Hintergrund
Das Problem mit Upstream-Emissions-Reduktionen (UER)
Seit 2020 kann die Treibhausgasminderungsquote (THG-Quote) in Deutschland teilweise durch den Einsatz von Upstream-Emissions-Reduktionen (UER)-Nachweisen erfüllt werden. Diese UER-Nachweise stammen aus zertifizierten Emissionsminderungen, die in Klimaschutzprojekten im Upstream-Bereich der Öl- und Gasförderung, den sogenannten UER-Projekten, erzielt werden.
Die Verordnung zur Anrechnung von UER auf die Treibhausgasminderungsquote (UERV) legt die Rahmenbedingungen dieser Erfüllungsoption fest. Klimaschutzprojekte können beim Umweltbundesamt (UBA) beantragt werden und erhalten, sofern sie die Vorgaben erfüllen, die Genehmigung als UER-Projekt. Akkreditierte Prüfstellen müssen dabei die Projekte sowie die erzielten Emissionsminderungen überprüfen und bestätigen, bevor UER-Nachweise durch das UBA ausgestellt werden. Eine detaillierte Beschreibung des Projektzyklus finden Sie in der Abbildung unten.

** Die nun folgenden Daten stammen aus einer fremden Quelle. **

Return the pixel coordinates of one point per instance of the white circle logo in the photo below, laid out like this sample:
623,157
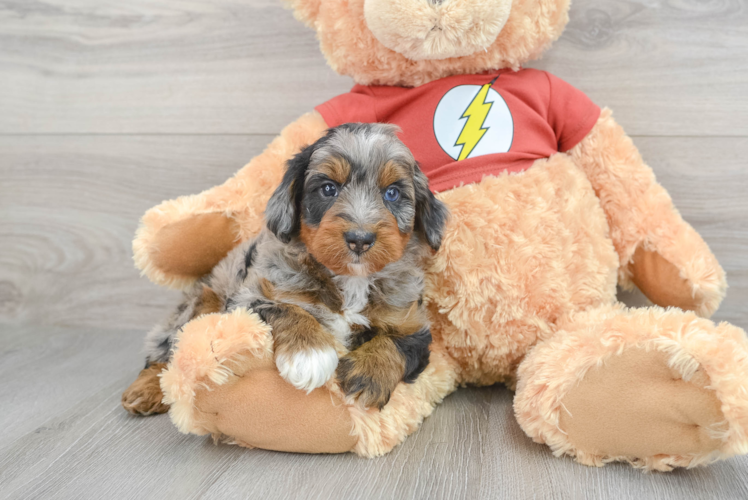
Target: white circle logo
473,120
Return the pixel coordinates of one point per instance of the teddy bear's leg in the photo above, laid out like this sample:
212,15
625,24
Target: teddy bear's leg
659,252
182,239
657,388
222,380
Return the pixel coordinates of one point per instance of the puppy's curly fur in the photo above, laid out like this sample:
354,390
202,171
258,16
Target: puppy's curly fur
339,269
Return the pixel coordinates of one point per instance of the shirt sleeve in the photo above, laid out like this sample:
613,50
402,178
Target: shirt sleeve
571,114
353,107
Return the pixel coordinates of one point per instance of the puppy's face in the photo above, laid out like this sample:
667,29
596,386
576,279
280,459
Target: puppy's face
354,198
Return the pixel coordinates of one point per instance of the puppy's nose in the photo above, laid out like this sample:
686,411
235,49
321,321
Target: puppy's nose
359,241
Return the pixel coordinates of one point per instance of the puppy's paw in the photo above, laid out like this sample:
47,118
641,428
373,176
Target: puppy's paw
367,383
144,396
307,369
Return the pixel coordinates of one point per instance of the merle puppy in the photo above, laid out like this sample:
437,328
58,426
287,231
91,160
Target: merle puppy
338,270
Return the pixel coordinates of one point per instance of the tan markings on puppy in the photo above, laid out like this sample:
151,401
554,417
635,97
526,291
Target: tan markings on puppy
397,322
267,289
144,396
296,330
326,242
210,302
336,168
389,246
371,373
392,172
328,293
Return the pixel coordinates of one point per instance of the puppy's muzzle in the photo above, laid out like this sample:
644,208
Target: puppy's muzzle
359,241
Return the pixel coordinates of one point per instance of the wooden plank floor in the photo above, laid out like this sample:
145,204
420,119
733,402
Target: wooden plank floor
107,108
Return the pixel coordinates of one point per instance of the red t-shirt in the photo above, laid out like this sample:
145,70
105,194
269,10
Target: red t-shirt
462,128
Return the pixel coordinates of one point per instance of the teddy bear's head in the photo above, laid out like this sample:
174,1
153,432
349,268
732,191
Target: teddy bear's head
411,42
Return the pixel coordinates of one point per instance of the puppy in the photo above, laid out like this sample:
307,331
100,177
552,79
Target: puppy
338,269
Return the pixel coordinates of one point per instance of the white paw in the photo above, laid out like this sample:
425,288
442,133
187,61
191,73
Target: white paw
307,370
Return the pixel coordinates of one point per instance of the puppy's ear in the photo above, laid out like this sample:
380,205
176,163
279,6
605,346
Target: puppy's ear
283,211
431,214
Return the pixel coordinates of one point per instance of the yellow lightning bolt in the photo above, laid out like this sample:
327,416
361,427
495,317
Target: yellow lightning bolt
473,130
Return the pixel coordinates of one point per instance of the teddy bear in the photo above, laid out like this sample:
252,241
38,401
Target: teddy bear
551,207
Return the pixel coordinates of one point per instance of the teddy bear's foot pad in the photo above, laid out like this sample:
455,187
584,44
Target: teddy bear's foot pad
635,405
144,396
193,246
261,410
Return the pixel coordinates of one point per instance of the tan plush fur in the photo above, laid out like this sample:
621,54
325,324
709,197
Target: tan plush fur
243,198
523,288
588,339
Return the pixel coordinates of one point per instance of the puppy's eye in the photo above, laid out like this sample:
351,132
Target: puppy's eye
329,189
392,194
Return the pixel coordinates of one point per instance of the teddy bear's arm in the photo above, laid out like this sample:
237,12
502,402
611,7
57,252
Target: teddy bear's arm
182,239
659,252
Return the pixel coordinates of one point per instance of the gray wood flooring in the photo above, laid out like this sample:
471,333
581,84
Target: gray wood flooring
108,107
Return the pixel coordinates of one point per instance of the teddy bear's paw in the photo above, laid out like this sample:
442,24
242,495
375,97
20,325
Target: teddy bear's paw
641,404
144,396
307,369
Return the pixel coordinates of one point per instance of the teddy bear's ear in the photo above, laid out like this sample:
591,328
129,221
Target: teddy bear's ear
304,10
431,214
283,211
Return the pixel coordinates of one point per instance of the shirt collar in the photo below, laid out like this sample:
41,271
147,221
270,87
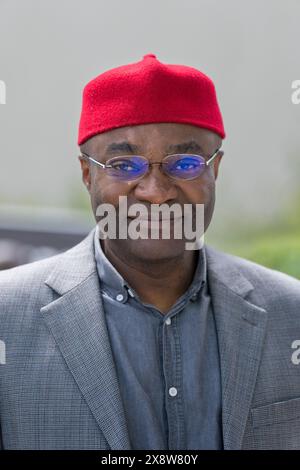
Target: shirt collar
116,286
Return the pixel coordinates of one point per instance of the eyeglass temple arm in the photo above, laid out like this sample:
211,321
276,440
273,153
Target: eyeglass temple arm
213,156
92,160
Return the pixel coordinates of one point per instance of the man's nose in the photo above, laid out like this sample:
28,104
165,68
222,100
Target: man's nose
155,187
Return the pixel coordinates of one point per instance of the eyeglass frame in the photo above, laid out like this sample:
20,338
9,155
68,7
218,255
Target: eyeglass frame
104,165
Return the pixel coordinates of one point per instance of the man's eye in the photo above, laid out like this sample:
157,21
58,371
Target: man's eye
125,166
186,165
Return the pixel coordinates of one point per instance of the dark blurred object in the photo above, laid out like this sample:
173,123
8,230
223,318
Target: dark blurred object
14,253
27,237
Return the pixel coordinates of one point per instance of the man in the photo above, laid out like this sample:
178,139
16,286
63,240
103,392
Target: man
140,343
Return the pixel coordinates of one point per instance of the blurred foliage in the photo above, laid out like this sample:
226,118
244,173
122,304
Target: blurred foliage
275,245
280,252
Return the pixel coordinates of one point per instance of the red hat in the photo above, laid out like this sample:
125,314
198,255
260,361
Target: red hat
149,91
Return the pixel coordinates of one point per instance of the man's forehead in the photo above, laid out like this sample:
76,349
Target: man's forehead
165,134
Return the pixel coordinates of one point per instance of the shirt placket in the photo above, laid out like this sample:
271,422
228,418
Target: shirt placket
172,367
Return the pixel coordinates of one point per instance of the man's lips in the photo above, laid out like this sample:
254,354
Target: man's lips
149,219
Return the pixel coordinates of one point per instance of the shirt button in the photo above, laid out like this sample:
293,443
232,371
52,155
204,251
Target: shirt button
130,293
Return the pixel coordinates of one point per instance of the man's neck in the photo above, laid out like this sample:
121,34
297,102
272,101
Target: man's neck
159,284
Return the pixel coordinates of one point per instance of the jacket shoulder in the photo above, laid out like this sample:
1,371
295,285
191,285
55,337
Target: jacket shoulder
263,279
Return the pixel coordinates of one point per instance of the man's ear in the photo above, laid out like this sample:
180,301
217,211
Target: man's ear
85,170
217,162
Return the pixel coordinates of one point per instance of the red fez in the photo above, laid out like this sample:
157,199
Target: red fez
149,91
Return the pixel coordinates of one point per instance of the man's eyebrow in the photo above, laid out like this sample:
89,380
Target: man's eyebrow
127,147
185,146
119,147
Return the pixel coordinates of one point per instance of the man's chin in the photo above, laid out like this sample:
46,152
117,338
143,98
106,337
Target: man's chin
152,249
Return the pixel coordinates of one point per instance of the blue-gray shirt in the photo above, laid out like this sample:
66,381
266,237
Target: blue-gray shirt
167,363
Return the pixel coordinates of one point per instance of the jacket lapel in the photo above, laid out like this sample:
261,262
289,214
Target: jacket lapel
241,329
76,320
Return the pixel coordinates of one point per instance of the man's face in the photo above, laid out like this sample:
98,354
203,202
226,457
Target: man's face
154,141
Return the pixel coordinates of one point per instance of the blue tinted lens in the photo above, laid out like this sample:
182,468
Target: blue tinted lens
184,166
127,168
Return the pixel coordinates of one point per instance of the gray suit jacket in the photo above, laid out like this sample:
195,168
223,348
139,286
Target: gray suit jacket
59,388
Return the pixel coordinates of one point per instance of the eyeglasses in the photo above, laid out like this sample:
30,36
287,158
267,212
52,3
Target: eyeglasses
133,167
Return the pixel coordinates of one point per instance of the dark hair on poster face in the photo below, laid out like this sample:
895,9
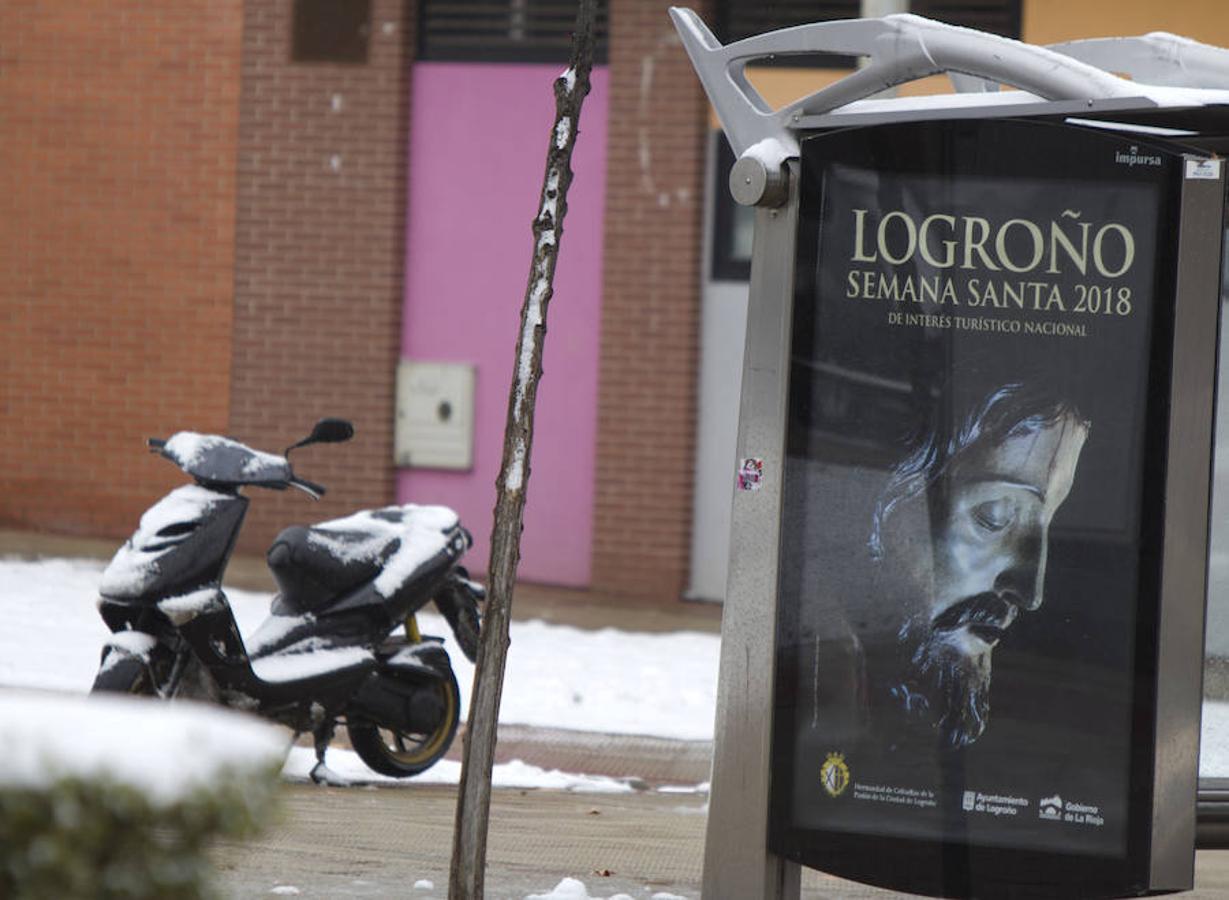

Ende 2023 trat der Verdacht auf, dass einige UER-Projekte gefälscht sind und nur auf dem Papier existieren, wobei die meisten der verdächtigen Projekte in der Volksrepublik China liegen. Im Rahmen von ZDF frontal-Recherchen erhärtete sich dieser Verdacht Mitte des Jahres 2024. Mittlerweile hat das UBA den Betrug im Rahmen der UER-Projekte bestätigt und auch UER-Zertifikate für das Erfüllungsjahr 2024 abgelehnt. Dennoch bleiben viele UER-Zertifikate, mit einem Wert von mehr als einer Milliarde Euro, im Markt, obwohl sie nicht hätten genehmigt werden dürfen.
Mit der Änderung der UERV vom 08.06.2024 endet die Möglichkeit der Anrechnung von UER-Nachweisen vorzeitig nach dem Verpflichtungsjahr 2025. Bereits bei Unternehmen, die verpflichtet sind, die THG-Quote zu erfüllen, angerechnete Zertifikate werden bisher nicht aberkannt und bleiben als falsche CO2-Einsparungen erhalten.
UER: Projektzyklus und mögliche Schwachstellen
Das Problem mit Biokraftstoff-Importen
Biodiesel ist der wichtigste Biokraftstoff in Deutschland. Im Jahr 2022 wurden ca. 4 Milliarden Liter Biodiesel in Deutschland produziert. Hergestellt wird der Kraftstoff vor allem aus Ölpflanzen wie Raps oder Soja, aus Pflanzenölen wie z. B. aus Abfall- und Reststoffen wie z. B. Altspeiseöl. Derzeit tankt der Endverbraucher an der Tankstelle Diesel mit 7% oder 10% Biokraftstoffbeimischung (B7 / B10).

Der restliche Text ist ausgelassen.